LOS PRECIOS DE LAS VIVIENDAS NUEVAS CRECERÁN EN TASAS CERCANAS AL 6% EN 2024

Los precios de las viviendas usadas acelerarán su crecimiento a lo largo del año desde el 4%, para acabar aumentando en tasas cercanas al 5% al final del ejercicio

Un 90% de los panelistas internos y el 60% de los externos consideran que los precios del alquiler seguirán creciendo a ritmos similares a los actuales, ya que persisten los motivos que alimentan dicho crecimiento: alta demanda y escasez de oferta.

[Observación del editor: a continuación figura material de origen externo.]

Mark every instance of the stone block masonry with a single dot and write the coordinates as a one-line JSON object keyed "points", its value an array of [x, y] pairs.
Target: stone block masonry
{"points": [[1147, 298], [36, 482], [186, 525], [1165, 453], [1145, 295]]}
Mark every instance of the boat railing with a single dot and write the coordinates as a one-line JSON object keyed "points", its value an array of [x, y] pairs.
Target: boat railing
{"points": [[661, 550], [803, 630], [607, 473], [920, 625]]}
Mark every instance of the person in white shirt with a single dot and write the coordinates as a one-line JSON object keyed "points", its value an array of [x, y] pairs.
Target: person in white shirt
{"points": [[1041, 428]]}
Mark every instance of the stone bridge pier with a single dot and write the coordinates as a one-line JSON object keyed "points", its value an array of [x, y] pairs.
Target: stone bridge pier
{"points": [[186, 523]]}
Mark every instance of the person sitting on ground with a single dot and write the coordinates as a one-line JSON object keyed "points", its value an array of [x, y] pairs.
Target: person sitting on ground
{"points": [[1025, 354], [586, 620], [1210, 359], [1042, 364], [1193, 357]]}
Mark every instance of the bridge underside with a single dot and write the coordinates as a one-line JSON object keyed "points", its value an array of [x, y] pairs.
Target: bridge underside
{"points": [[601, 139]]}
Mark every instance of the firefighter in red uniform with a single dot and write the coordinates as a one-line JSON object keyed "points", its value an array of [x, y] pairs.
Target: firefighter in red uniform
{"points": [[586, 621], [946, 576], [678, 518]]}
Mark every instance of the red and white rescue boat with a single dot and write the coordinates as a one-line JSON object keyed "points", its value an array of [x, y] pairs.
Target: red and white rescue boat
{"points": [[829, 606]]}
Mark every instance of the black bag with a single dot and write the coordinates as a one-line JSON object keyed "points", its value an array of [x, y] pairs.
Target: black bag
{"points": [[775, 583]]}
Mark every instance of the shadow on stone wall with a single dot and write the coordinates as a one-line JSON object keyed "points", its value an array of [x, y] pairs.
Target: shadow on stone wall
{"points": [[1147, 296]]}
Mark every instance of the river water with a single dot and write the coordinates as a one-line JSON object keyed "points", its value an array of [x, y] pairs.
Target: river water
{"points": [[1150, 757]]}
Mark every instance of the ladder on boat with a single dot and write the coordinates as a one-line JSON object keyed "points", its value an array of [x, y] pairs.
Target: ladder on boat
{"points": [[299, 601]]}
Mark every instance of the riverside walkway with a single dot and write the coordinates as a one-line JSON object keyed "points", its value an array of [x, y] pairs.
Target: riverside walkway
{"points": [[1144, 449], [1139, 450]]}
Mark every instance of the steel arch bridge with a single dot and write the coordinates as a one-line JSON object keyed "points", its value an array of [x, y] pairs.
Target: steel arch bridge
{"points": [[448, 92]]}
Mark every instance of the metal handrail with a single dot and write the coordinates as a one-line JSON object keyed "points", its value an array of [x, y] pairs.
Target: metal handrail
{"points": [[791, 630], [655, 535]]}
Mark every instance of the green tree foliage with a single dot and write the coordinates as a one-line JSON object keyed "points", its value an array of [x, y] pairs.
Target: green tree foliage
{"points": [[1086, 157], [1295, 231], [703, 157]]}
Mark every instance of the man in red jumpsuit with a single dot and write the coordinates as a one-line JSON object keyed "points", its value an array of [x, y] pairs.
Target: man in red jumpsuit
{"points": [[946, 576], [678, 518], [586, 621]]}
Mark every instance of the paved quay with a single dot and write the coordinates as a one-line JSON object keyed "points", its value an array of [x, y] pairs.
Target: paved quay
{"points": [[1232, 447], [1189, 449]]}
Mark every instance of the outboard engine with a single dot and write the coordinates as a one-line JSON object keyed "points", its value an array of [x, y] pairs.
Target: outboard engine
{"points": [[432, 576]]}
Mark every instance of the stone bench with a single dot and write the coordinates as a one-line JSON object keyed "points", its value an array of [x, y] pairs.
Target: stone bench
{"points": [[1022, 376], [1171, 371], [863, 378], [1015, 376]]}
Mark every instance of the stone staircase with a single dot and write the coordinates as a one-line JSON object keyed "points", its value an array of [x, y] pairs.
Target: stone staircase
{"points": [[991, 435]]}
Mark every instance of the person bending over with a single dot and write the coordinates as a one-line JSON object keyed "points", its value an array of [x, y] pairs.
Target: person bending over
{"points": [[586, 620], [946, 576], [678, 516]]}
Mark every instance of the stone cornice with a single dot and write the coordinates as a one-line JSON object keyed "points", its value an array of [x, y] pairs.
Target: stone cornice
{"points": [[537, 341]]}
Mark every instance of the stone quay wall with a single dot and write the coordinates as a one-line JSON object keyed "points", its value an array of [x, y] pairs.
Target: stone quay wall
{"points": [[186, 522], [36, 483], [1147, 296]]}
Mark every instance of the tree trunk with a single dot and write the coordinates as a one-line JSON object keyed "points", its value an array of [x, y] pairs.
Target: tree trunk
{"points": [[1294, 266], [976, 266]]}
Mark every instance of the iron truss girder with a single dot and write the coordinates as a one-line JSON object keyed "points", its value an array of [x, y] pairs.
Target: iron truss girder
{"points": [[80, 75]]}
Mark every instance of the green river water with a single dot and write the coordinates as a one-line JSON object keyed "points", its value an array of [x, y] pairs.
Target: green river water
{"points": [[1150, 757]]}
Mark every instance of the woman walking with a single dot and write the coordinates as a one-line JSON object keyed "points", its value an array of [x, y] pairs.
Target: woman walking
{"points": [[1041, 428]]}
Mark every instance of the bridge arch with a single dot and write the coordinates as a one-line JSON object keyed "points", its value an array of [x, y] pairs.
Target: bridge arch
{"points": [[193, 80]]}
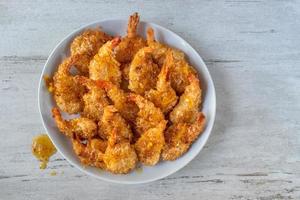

El mercado hipotecario ha reducido su tamaño a alrededor de un 40% desde 2008, siendo la falta de soporte financiero para la compra por parte de los hogares una de las dificultades para el desarrollo de la oferta de nuevas viviendas

El 70% de los panelistas externos y el 40% de los internos apuestan por un incremento del volumen de transacciones para los próximos trimestres, aunque sea leve, gracias a la relajación de los tipos de interés que se espera, el gradual incremento de los salarios, la recuperación de las tasas de ahorro y un mercado laboral que se mantiene fuerte, factores todos ellos que contribuyen a la fortaleza de la demanda

La predicción de los precios residenciales, la evolución de los precios del alquiler, la demanda y su impacto en las transacciones, así como la oferta de vivienda residencial son algunas de las temáticas que configuran el XX Observatorio de la Valoración, que analiza los datos relativos al primer trimestre de 2024. La AEV (Asociación Española de Análisis de Valor) presenta este análisis, junto con la colaboración de la profesora y responsable del Departamento de Economía Aplicada de la Universidad de Alicante, Paloma Taltavull, y de un grupo de 15 panelistas, entre ellos 10 asociados de la AEV y otros reconocidos profesionales del sector[1].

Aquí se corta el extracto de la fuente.